Não sou de abordar pautas quentes porque quase sempre preciso de tempo para pensar e articular as ideias. Eu estou longe do RJ e não conheço pessoalmente ninguém de lá, mas impossível não ficar abatido e enojado com a Chacina do Complexo do Alemão e da Penha. Foi uma megaoperação na assim chamada Guerra às Drogas em que as Forças do Estado do Rio de Janeiro perderam 4 agentes (bem à lógica “baixa militar”, porque a operação foi um sucesso) e dentre os moradores do Complexo da Penha e do Complexo do Alemão já haviam contado 134 mortes até a última vez que eu vi.
Muita gente já está fazendo análise dos fatos. Por óbvio, não faz o menor sentido afirmar que as 134 pessoas eram bandidas ligadas ao tráfico. Mesmo para quem é ligado ao tráfico e morreu na operação, o devido processo legal foi completamente desrespeitado: sem investigação, sem provas, sem julgamento, sem presunção de inocência. Isso aí já não é novidade, uma vez que temos uma gigantesca população carcerária negra e pobre em prisão preventiva — ou seja, não houve condenação, só a prisão. E claro que não é legítima defesa dos policiais também… Isso nem se sustenta. Se fossem 134 pessoas armadas ameaçando a vida dos policiais, o número de baixas de cada lado seria maior (como numa operação de guerra mesmo). Esta megaoperação nem deveria ter sido feita, para começo de conversa.

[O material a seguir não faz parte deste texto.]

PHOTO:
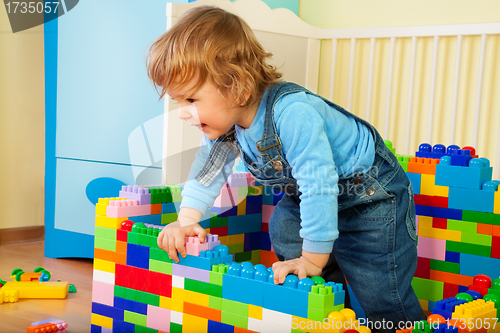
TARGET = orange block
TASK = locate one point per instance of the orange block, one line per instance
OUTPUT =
(120, 258)
(267, 258)
(155, 209)
(485, 229)
(121, 247)
(453, 278)
(202, 311)
(423, 165)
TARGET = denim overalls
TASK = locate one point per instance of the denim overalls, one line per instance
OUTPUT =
(376, 248)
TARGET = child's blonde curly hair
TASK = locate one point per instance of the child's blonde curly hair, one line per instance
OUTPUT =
(211, 43)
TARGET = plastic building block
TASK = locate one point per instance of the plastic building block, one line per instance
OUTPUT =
(134, 192)
(126, 208)
(422, 165)
(471, 177)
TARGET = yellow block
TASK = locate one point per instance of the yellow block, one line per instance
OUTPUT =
(254, 311)
(496, 203)
(424, 221)
(104, 265)
(193, 324)
(190, 296)
(242, 206)
(428, 186)
(102, 321)
(171, 304)
(38, 289)
(437, 233)
(236, 239)
(109, 222)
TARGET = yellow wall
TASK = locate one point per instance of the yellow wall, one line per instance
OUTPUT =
(390, 13)
(369, 13)
(22, 122)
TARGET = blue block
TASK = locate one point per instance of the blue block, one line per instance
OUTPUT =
(169, 207)
(286, 300)
(106, 310)
(415, 179)
(95, 329)
(252, 241)
(242, 224)
(472, 265)
(452, 257)
(138, 256)
(239, 289)
(445, 213)
(471, 177)
(265, 241)
(149, 219)
(125, 304)
(473, 200)
(216, 327)
(120, 326)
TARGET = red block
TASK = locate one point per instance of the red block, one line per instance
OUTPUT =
(221, 231)
(450, 290)
(423, 268)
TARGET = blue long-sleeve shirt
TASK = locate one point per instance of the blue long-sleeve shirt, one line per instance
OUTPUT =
(320, 143)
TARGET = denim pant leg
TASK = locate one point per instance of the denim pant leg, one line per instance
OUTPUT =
(377, 252)
(284, 227)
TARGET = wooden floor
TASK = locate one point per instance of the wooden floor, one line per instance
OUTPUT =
(75, 309)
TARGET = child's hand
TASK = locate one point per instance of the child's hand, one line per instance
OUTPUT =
(172, 238)
(309, 264)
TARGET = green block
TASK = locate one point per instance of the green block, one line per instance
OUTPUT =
(175, 328)
(242, 256)
(142, 329)
(478, 239)
(321, 297)
(445, 266)
(460, 247)
(216, 278)
(234, 319)
(216, 222)
(168, 218)
(428, 289)
(461, 226)
(119, 291)
(134, 318)
(215, 302)
(147, 298)
(203, 287)
(105, 244)
(130, 294)
(236, 248)
(160, 255)
(487, 218)
(160, 194)
(235, 307)
(105, 233)
(160, 266)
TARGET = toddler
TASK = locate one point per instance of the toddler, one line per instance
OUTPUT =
(348, 207)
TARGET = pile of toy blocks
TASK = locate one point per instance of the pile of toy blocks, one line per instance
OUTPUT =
(458, 220)
(223, 285)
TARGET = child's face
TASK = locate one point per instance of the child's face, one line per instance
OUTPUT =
(208, 109)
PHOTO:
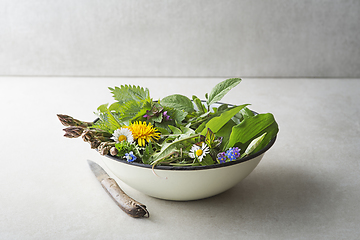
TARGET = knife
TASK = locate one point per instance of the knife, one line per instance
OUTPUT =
(130, 206)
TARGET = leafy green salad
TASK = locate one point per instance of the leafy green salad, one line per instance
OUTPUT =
(175, 130)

Ninguém desmontou o tráfico de drogas e o crime organizado do Rio de Janeiro com esta chacina. Sem matar uma única pessoa, a Operação Carbono Oculto realizada pela Polícia Federal bloqueou bilhões de reais do PCC — e bilhões de reais bloqueados afetam sim o crime organizado, muito mais que a morte de gente pobre. Sobre armas, de que adianta a apreensão de armas ali na favela? Aquele não é o ponto de fabricação delas e nem mesmo o ponto de distribuição. Só na casa do vizinho do ex-presidente Jair Bolsonaro, na região do Meier, que não é uma favela, foram apreendidas 117 armas. 117 armas em uma casa parece mais um depósito de distribuição do que 118 armas em duas comunidades periféricas.

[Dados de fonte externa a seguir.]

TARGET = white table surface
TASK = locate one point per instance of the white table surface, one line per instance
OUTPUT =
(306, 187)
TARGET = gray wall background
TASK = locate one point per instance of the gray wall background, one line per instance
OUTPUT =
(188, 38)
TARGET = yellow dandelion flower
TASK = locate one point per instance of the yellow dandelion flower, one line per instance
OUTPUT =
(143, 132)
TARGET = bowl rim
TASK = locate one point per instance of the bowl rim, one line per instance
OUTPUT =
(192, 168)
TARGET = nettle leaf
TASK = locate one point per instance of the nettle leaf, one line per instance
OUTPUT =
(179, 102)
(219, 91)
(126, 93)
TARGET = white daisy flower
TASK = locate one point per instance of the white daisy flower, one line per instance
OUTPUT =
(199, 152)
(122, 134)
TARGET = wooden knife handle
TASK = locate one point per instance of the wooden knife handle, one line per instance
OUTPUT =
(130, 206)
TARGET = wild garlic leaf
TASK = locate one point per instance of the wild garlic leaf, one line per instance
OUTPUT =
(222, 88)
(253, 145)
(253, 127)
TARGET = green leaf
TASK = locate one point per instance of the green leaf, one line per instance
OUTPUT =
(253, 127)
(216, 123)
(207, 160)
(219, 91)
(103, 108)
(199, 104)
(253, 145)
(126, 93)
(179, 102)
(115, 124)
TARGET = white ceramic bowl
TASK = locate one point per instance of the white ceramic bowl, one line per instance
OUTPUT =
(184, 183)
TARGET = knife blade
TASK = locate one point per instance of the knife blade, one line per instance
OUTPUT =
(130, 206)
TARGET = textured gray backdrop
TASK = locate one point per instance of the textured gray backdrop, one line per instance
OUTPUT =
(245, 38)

Do ponto de vista de desmontar o crime organizado e o tráfico de drogas, a Operação Contenção foi um lixo. Não atacou linhas de suprimentos do crime organizado, não bloqueou bens, não chegou perto de investigar o caminho do tráfico internacional de armas, nem o tráfico nacional de armas militares. Eu concordo que uma ação localizada a nível estadual não daria conta de desmontar um esquema a nível nacional, mas o Governo do Rio de Janeiro (e outros governos estaduais) também não pressionaram o governo federal com o problema da segurança pública e a necessidade de esforços federais.
Do ponto de vista de matar pessoas, foi excelente. E eu acredito que a intenção primária tenha sido essa mesmo.

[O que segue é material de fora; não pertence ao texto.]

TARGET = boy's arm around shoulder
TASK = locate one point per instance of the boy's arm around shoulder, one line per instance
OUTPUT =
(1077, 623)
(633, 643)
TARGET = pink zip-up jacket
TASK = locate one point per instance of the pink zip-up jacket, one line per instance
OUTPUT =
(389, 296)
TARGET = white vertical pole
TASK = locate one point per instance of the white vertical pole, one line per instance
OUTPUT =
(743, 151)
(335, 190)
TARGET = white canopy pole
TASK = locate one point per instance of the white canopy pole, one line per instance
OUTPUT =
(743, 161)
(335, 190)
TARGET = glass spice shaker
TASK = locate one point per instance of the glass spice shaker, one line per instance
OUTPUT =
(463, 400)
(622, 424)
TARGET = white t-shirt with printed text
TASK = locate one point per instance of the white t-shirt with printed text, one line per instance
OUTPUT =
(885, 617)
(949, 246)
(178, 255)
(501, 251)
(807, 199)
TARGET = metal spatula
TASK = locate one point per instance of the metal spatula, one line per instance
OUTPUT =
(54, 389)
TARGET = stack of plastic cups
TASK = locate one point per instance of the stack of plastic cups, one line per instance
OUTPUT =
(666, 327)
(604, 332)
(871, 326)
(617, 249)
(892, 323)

Certo, eu não consigo ainda dizer o que é preciso para acabar com o crime organizado no Brasil. Não conheço a história do PCC e do Comando Vermelho. Conheço muito das políciais militares e das forças armadas em geral por vivência de ter um pai policial militar, ex-colegas de escola que se tornaram policiais militares, e o basicão que a gente aprende se prestar atenção ao treinamento do serviço militar obrigatório. Mas isso não chega perto do que pode esclarecer um pesquisador focado no assunto como o Almir Felitte. Não vou também teorizar sobre a jogada política eleitoreira do Cláudio Castro, governador do Rio de Janeiro. Já tem gente demais e bem qualificada fazendo todas essas análises e a minha não é necessária.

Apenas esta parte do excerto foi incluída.